The loss of investor wealth on the Nairobi Securities Exchange (NSE) has extended from the banking stocks to other shares as the main share index sank to a five-year low.

The NSE 20 Share Index sank to 3123.54 points, the lowest since December 20, 2011 when it stood at 3106.72 points.

Unlike the current share price decline sparked by a return to control of lending rates, the 2011 haemorrhage at the bourse took place against a combination of negative macroeconomic factors including high inflation, the fall of the Kenya shilling to a historic low and a sharp spike in interest rates.

“We don’t know how far this will go, but it is clear that for banks the fall in share prices is overdone.

“The shares are worth more than they are selling. And it is beginning to have a spillover effect on other sectors,” said Nairobi-based financial analyst and head of advisory and data firm Rich Management Aly-Khan Satchu.

On Monday, a number of shares, some of which have links to the banking sector such as Safaricom, Centum and Britam, saw their prices fall.

Safaricom has contractual arrangements with many banks whose products are dependent on access to mobile phone services. By Monday, the telco’s shares were trading at an average of Sh20, slightly up from last Friday’s price of Sh19.65, but still below Sh21.25 struck on Wednesday before the new law controlling interest rates was signed.

READ: Top bank owners lose Sh5bn paper wealth after loan caps

In effect, Safaricom had lost about 5.9 per cent of its price relative to the time just before the Bill was signed into law.

In terms of offers to buy in the morning Monday, data from Rich Management showed investors were offering Sh13 to buy 291 million of the telco’s shares (that is, for Sh3.8 billion) but there was no supply at that price.

The telco lost about 7.5 per cent of its value in the two days immediately after the signing of the law but had begun to recover by Monday.

Britam, which is linked to both Equity Bank and Housing Finance Group, had lost 10.83 per cent as at the close of trading Monday relative to last Wednesday’s price.

Britam has slightly above nine per cent shareholding at Equity Bank — which enabled it to earn Sh680 million in dividend for the financial year 2015.

On Monday, Equity Bank traded at an average price of Sh26.75, down 9.32 per cent from the Sh29.50 average price of last Friday.

At Housing Finance Group, Britam has nearly 50 per cent shareholding equivalent to about Sh2 billion in market capitalisation. The group also contributes about 2.2 per cent to Britam’s total assets.

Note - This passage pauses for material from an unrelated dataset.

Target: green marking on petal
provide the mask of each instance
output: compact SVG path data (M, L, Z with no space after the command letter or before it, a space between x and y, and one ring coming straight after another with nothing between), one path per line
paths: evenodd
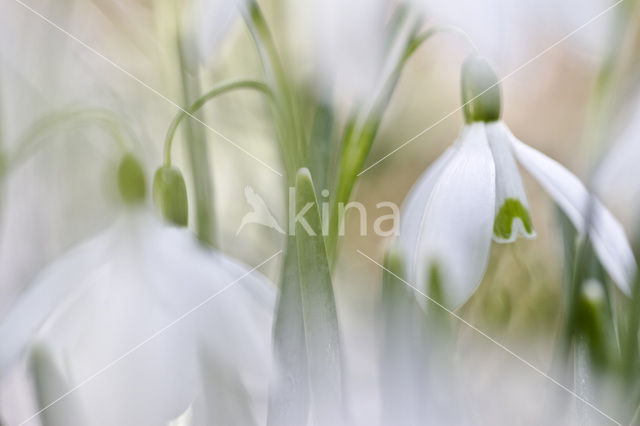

Centum Investments was also affected since it has the absolute majority shareholding at Sidian (formerly, K-Rep) bank, also affected by the new law. Centum has seen its share price lose 11.8 per cent since last Thursday.

Share prices of other banks also continued to fall Monday to the allowed maximum of 10 per cent.

Cumulatively, the top three banks – Equity, KCB and Coop – have each undergone nearly 30 per cent price dip since last Thursday.